Let’s take a look at the stiffness of the two types of cherry wood:
- Black Cherry – 1,490,000 lbf per square inch (10.3 GPa)
- Sweet Cherry – 1,529,000 lbf per square inch (10.55 GPa)
Sweet cherry is the stiffer of the two. What is interesting to note is that cherry wood is not very stiff at all. In fact, there are many types of softwood in North America that are stiffer than this wood. Remember that cherry is a hardwood, so this is a factor that stands out. This wood also isn’t nearly as stiff as most types of hardwood that can be found in North America.
The stiffness of wood may also be referred to as the modulus of elasticity. This is about how much weight a piece of wood can handle in the middle before it begins to sag or bend downwards. For an easy-to-picture scenario, imagine a board being supported on either side, and you then standing on top of it. How much would you have to weigh to make that board bend downwards in the middle?
Let’s take a look at the hardness of the two types of cherry wood:
- Black Cherry – 950 lbf
- Sweet Cherry – 1,150 lbf
Sweet cherry is the harder of the two types of cherry trees. It is harder than virtually all types of softwood that can be found in North America, although generally considered quite soft in comparison to other types of hardwood.
For instance, red oak, hard maple, and mahogany are all harder.
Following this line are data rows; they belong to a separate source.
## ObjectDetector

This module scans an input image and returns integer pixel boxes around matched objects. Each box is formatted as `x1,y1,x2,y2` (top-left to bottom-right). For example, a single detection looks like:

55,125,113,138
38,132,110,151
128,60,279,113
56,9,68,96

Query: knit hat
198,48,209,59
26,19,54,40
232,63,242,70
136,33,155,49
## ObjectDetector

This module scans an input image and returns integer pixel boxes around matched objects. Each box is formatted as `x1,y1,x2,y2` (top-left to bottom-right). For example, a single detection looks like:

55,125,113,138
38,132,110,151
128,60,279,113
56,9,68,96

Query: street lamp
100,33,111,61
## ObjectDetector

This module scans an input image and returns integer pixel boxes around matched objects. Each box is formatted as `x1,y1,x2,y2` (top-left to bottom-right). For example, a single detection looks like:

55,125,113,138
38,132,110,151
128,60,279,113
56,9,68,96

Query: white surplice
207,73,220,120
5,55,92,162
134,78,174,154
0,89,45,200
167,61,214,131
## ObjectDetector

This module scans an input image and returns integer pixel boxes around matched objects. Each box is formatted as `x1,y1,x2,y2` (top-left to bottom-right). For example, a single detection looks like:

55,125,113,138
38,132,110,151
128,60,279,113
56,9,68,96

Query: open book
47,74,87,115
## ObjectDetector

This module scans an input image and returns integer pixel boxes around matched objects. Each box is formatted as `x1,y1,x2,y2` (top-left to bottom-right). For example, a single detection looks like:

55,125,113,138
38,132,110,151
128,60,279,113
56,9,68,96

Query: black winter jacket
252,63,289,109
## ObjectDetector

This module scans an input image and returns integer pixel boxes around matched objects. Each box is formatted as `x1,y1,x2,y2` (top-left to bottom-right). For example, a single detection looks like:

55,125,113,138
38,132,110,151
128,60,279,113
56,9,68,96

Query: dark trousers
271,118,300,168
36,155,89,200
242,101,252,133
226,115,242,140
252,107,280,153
Yes, cherry is a hardwood, but it’s actually not all that hard, especially when compared to many types of North American domestic hardwoods.
The hardness of wood simply refers to how hard the outer surface is, or in other words how resilient it is toward physical damage such as denting and scratching. This is generally measured on the Janka hardness scale.
Let’s take a look at the density of the two types of cherry wood:
- Black Cherry – 35 lbs per cubic foot (560 kg per cubic meter)
- Sweet Cherry – 39 lbs per cubic foot (600 kg per cubic meter)
As has been the case with all other points of comparison so far, sweet cherry also scores higher in terms of density. In terms of the comparison to other types of wood found in North America, it is denser than virtually all types of softwood but less dense than most types of hardwood. In other words, this is fairly lightweight for hardwood.
The density of wood simply refers to how heavy it is based on a certain area or size. This is usually measured in pounds per cubic foot or kilograms per cubic meter. Knowing exactly how heavy or dense a piece of wood is does have its importance, especially in relation and ease of usability.
Is Cherry Strong?
When it comes down to it, we would say that cherry has average strength and very low stiffness. The theme here is that cherry is more durable, harder, and denser than virtually all types of softwood that can be found in North America, but generally, the scores are lower in most categories when compared to domestic hardwoods. So, as far as hardwood goes, cherry is not the strongest of the bunch, but much stronger than most types of softwood.
When it comes down to it, cherry is a decent type of wood to use. It is certainly much more resilient to physical damage than all types of softwood.
That said, as far as hardwood goes, it’s definitely not the most impressive, but it does still hold its own. With all that being said, cherry is also an extremely nice-looking type of wood, which is why many people choose it, as it has many aesthetic qualities.